From Italian domani, meaning tomorrow.
Domani is the Italian word for "tomorrow," descended through Latin *de mane* ("of the morning") and carrying within it the whole arc of Latin's transformation into the Romance languages. In Italian culture the word has long been tinged with philosophical irony — the phrase *rimandare a domani* (to put off until tomorrow) captures a certain Mediterranean relationship with time — yet as a name it sheds that ambivalence and becomes purely forward-looking: a declaration of hope, of the future, of the child as tomorrow itself. As a given name, Domani has roots in Italian-American communities and among African-American families drawn to its romantic sound and its meaning.

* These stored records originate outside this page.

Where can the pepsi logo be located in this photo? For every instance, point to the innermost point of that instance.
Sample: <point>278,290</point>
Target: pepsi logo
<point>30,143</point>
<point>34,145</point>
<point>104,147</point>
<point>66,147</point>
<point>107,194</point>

The rapper and cultural figure Diddy (Sean Combs) named his son Christian Casey "Domani" Combs in 2004, bringing the name wider attention in American popular culture. The choice reflected a broader trend of parents selecting Italian vocabulary words — Bella, Vita, Luca — as given names, prizing their musicality and the resonance of a meaning you can explain in one word. Domani sits in a naming category that might be called "aspirational vocabulary names" — names like Haven, Journey, or Legacy that make a statement about what parents wish for their child.
Its Italian origin gives it a warmth that fully English coinages sometimes lack, and its three open vowel-rich syllables (*Do-MA-ni*) give it an innate lyricism. It is the name of a child who is, by definition, the future.